While electronic health records (EHRs) were intended to reduce administrative duties, the lack of interoperability between different systems has hindered them from achieving that goal. “We’re doing the work for the EHRs. They’re not doing the work for us,” said Dr. Page.

Burnout During COVID-19

Going into 2020, many oncologists were experiencing and trying to overcome burnout. The COVID-19 pandemic only made things worse. Physicians suddenly found themselves having to suspend clinical trials, meet with patients virtually, and wear more PPE, as well as make do when faced with PPE shortages. Prioritizing care by delaying critical surgeries or substituting treatments because of the surge of COVID-19 patients was likely unnerving for every oncologist forced to make those tough decisions.

“[Oncologists] had to prioritize because infusion centers operated on zero to limited capacity and IV drugs are not easily administered,” said Dr. Srivastava. “For the first time, the oncologist had to actually become preoccupied with delaying diagnosis, delaying treatment, and having to prioritize who receives treatment and who doesn’t.”

According to Dr. Srivastava, the perfect storm for burnout is when the oncologist is seeing several patients a day and seeing them at their greatest time of suffering. “I think it’s that emotional burden that compounds the workload, which probably leads to a perfect storm for burnout,” she concluded.

As part of this effort to address burnout, ASCO recently published an editorial on ways to address burnout during and beyond the COVID-19 pandemic. The authors recommend having leaders in oncology practices collaborate with their physicians to improve the environment and culture during and after COVID-19.  Evidence-based methods for doing so include formal assessments of the work climate, COVID-19 oncology team education, peer support, and trauma-informed supportive collaboration.

SIDEBAR: Defining Physician Burnout

The first scientifically developed measurement system for assessing burnout was the Maslach Burnout Inventory (MBI), which was co-developed in 1981 by Christina Maslach, Ph.D., a social psychologist and Professor Emerita of Psychology at the University of California, Berkeley. The MBI assesses 22 symptom items pertaining to occupational burnout across three dimensions: 1) energy depletion or exhaustion, 2) increased negative or cynical feelings, and 3) reduced professional efficacy. To be suffering from full burnout, one has to receive negative scores in all three dimensions.

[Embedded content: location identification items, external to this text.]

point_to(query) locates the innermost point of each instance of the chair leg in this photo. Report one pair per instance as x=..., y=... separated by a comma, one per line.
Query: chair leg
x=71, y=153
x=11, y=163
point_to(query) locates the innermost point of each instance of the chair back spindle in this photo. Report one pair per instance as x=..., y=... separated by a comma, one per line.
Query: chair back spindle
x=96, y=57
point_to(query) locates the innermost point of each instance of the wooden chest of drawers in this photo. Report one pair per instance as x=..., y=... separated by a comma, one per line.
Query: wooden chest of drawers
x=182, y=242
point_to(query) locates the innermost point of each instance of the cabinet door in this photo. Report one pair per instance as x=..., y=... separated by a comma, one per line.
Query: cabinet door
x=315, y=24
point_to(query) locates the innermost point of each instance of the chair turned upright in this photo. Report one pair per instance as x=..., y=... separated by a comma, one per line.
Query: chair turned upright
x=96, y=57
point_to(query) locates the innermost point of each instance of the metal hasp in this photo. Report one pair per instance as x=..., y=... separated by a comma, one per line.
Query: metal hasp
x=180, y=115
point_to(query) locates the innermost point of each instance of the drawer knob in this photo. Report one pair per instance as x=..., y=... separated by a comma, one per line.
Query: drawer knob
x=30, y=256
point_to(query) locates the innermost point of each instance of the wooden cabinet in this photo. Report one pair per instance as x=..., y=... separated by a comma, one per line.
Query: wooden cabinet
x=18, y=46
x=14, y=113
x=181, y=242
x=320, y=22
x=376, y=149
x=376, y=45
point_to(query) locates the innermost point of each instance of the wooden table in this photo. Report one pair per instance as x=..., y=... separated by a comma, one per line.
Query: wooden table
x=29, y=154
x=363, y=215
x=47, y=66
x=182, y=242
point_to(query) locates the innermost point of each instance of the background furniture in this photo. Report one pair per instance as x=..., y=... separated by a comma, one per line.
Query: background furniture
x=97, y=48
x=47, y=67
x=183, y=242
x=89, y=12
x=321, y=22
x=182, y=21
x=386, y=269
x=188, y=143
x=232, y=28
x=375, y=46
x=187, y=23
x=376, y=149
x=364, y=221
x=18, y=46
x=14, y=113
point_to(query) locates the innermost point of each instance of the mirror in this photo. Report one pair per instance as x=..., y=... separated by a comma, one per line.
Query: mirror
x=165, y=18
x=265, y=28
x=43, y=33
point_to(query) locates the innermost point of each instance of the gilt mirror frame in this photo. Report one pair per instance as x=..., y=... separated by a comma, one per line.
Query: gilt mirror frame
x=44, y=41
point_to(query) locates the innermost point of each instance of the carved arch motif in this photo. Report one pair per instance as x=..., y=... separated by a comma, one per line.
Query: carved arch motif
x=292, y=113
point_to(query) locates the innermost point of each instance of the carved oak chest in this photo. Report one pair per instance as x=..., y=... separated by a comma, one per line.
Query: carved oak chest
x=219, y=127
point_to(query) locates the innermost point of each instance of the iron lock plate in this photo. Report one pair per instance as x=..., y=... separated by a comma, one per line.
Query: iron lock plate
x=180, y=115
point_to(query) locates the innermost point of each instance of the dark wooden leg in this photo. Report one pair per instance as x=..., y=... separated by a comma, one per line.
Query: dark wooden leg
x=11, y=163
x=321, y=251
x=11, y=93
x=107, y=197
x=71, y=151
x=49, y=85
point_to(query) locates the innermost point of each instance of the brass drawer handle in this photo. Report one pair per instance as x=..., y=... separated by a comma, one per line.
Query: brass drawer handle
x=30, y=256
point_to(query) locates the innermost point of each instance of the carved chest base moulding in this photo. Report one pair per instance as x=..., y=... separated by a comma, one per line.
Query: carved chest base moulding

In May 2019, the World Health Organization (WHO) included in its 11th Revision of the International Classification of Diseases (ICD-11) a definition of burnout stating that it “is a syndrome conceptualized as resulting from chronic workplace stress that has not been successfully managed.” The WHO also said that burnout was characterized by the three dimensions in the MBI.

While overcoming burnout can be a personal challenge, Dr. Maslach says overcoming burnout is often an organizational challenge. If a workplace subjects its employees to unfavorable conditions, including demand overload, social toxicity, and value conflicts, then it is likely prone to burnout.

“A common response to burnout is to focus on helping individuals cope better with ongoing stressors. But research points to a different response – help the workplace modify its sources of stress. In other words, fix the job, not just the person,” said Dr. Maslach. “We need to create new models of healthy work environments, which are more sustainable and effective, so that everyone can work smarter instead of harder.”